Why Bother Slowing Down?

     “Slow down, you move too fast,” are some words from The 59th Street Bridge (Feeling Groovy), a song written by Paul Simon. I’ve mostly liked the music of Simon and Garfunkel, and used to listen and sing along to their melodies. But, I never took the words to their songs seriously, especially this one. 

     Slow is not my natural speed. I’ve never been one to hang back or lally gag. When I move, it is purposeful. I’m on a mission to get from point A to point B with efficiency. Is it my personality, my disposition, or my demeanor? Is it nurture or nature? I only know that “it is.”

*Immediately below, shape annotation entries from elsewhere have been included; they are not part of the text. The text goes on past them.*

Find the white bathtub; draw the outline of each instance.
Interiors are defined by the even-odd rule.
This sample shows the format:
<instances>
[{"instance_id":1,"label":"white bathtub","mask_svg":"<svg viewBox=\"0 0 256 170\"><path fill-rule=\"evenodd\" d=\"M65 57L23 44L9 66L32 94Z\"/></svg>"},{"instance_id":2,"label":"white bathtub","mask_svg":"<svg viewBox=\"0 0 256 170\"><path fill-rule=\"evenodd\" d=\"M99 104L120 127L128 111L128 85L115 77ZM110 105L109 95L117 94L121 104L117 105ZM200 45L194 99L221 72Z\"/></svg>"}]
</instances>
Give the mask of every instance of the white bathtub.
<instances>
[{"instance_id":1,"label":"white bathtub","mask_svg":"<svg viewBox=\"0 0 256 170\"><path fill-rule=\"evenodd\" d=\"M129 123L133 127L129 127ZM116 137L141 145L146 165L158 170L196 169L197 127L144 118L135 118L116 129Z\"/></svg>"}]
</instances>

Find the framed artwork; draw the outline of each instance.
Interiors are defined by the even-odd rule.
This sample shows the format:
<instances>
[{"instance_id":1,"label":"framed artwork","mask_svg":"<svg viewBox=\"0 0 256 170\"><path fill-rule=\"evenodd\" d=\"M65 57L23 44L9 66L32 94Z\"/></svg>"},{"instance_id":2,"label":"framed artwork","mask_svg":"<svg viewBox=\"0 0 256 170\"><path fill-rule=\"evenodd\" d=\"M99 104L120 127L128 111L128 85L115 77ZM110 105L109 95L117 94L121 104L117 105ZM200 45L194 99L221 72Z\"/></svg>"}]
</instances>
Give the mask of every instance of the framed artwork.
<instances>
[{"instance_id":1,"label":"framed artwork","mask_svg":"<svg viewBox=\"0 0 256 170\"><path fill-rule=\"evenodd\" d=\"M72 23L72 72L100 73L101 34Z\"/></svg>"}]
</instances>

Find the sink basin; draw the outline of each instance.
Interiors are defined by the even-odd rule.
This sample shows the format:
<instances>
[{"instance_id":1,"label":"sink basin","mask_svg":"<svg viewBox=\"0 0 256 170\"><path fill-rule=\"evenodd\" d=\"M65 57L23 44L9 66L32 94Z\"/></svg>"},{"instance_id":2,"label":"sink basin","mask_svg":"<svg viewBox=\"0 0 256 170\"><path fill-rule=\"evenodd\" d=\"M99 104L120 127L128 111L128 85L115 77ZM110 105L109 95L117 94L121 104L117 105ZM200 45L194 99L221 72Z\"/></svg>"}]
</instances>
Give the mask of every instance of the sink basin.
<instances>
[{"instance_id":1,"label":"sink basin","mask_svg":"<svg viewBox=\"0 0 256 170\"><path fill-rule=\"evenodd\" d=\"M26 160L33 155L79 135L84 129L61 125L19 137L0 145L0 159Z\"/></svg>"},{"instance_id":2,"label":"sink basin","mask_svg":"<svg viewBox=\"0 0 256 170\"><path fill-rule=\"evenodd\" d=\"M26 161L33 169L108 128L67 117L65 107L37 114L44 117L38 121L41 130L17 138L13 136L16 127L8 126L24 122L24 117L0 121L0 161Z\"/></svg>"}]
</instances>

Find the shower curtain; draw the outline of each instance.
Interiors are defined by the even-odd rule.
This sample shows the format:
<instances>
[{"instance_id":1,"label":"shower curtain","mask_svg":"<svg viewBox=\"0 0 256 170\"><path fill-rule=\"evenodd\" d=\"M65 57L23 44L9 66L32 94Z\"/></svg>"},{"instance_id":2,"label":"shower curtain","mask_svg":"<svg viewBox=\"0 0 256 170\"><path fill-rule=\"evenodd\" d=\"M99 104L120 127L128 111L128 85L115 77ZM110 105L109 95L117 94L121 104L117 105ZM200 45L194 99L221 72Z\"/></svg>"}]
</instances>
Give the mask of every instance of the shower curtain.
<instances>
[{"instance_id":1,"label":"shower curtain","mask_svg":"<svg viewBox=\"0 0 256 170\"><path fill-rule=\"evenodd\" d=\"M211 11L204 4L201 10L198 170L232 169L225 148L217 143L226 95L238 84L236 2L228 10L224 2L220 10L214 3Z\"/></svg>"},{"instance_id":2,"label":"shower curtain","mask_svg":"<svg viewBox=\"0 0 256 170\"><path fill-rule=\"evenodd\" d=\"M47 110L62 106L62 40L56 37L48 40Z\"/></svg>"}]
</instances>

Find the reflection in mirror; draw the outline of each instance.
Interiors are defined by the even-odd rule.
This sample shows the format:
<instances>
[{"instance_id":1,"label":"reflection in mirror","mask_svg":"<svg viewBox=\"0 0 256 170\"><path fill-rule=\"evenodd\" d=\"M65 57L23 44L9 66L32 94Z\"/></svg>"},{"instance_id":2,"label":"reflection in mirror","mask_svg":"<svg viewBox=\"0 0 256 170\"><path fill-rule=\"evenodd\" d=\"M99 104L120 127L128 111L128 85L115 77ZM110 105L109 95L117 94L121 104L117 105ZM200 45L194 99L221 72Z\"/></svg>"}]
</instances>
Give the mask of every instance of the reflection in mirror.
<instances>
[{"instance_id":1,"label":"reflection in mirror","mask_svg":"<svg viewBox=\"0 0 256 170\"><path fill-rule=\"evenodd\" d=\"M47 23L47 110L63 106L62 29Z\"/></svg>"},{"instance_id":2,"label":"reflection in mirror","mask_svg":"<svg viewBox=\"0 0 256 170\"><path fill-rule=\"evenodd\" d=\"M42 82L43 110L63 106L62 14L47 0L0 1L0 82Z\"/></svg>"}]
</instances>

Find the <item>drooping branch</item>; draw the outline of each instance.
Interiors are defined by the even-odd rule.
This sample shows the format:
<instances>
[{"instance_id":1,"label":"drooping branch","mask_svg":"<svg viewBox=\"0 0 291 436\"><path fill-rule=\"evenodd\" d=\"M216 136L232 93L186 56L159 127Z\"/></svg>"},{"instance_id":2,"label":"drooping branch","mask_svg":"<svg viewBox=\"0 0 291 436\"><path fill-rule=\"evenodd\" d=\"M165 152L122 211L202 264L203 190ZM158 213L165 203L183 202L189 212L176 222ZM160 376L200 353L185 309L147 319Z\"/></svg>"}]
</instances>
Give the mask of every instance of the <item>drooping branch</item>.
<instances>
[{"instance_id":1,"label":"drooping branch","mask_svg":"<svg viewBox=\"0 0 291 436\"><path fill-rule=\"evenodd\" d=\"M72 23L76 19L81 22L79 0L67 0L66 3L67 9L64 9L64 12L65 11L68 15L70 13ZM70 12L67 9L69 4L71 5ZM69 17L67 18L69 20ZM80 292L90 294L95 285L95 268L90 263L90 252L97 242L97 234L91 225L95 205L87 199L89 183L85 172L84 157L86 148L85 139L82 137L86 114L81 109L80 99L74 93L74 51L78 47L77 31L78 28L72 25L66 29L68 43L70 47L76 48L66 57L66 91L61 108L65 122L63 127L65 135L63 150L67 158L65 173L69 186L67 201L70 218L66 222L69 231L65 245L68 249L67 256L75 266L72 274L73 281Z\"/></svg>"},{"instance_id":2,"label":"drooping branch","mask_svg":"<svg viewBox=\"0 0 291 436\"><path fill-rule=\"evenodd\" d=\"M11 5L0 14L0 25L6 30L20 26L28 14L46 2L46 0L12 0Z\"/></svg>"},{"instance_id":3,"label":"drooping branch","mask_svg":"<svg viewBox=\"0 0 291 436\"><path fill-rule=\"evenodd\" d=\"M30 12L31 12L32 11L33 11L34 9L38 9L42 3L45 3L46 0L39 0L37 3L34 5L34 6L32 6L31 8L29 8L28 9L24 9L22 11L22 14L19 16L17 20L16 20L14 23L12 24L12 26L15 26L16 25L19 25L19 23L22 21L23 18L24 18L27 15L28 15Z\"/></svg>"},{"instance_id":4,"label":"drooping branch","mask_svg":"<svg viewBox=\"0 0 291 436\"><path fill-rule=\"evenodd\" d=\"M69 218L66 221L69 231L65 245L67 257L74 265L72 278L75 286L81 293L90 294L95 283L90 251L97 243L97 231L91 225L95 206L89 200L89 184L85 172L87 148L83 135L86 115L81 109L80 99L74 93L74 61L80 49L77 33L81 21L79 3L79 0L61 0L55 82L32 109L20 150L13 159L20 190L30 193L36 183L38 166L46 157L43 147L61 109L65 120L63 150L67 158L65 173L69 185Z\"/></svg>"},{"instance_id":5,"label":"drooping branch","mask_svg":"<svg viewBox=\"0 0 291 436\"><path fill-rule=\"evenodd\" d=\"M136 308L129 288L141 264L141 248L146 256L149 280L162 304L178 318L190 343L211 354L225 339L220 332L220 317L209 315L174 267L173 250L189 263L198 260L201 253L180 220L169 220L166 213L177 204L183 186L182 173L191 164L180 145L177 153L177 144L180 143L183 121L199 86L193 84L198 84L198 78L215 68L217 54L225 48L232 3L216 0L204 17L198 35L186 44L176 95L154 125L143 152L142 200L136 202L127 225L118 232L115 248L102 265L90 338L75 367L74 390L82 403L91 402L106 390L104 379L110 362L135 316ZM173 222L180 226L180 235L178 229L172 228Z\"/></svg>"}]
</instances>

     My mother and her mother were both swift movers. They never did anything in slow motion. My grandmother always sat on the edge of her chair, back upright, ankles slightly crossed, ready to move from sitting to standing in one second.  

     In the same fashion, my mother sat long enough for Dad to say the blessing over the food, but popped up right after the amen was said. She’d scurry away to fetch the salt and pepper shakers, turn off the oven or grab a rag to wipe up the milk someone always spilled during a meal. Did their ways leave an indelible imprint on my life? Perhaps so.

     My mother taught me how to drive, though I never thought of myself to be as bad a driver as she was. She’d honk her horn at other drivers and call them names. 

     Though I hate getting behind a slow driver, one that will not exceed the speed limit by any degree, I’ve never honked at them or called them names, out loud.

     By the same token, I don’t like to stop. Once I’m driving down the road, red lights and stop signs are an interruption to the groove of moving. Yes, I am the one who speeds up when a traffic light turns yellow. I don’t mean to be this way, it is just who I am.

     I am early to work everyday, never late. Yet, no matter which route I take to get out of town and onto the highway, I’ve never found a route that takes less than five minutes. One of my sisters and I had this discussion a few days ago.

 “Have you tried the Pine Street route?” she asked while driving to our destination.

“Yes, I’ve tried that route.”

“What about going down Ontario Street?” 

“That is too far west I think.”

     I thought it interesting that she, like me, had tried to find the quickest route out of our little town. I am not alone in my need for speed.

     I was once called Speedy Gonzales when I worked in a nursing home. One of the patients dubbed me with this name, and I accepted it with a smile. It was his way of getting me to push him down to the dining room in his wheelchair. He knew he’d get there faster with me pushing him than with anyone else.  

     However, I am at odds with myself and here is why. Some years back, I started a personal yoga practice and now I’m a certified yoga instructor. As a practitioner, I know it is necessary to integrate into my life what I’ve been taught and one of the things I’ve been taught is to slow down, specifically, with the breath.

     Belly breathing, breaths that are full, and long, are better for us than shallow chest breaths. When our breathing slows down, our mind slows down giving us pause, time to respond rather than to react. 

     Of course, this slowing down of the breath is not easy for me to practice. I still hate to get behind anyone who lally gags whether it is in the grocery store, on a hiking trail or highway. But, when the impatience arises inside of me, I am learning to breathe in long slow breaths and exhale just as slowly. Then I see new possibilities before me; there is a wide spot just up ahead where I can pass.

     Why bother slowing down. I know it is worth it, but I’m still trying to discover the value for myself. I’ll keep you posted, and let you know when I do.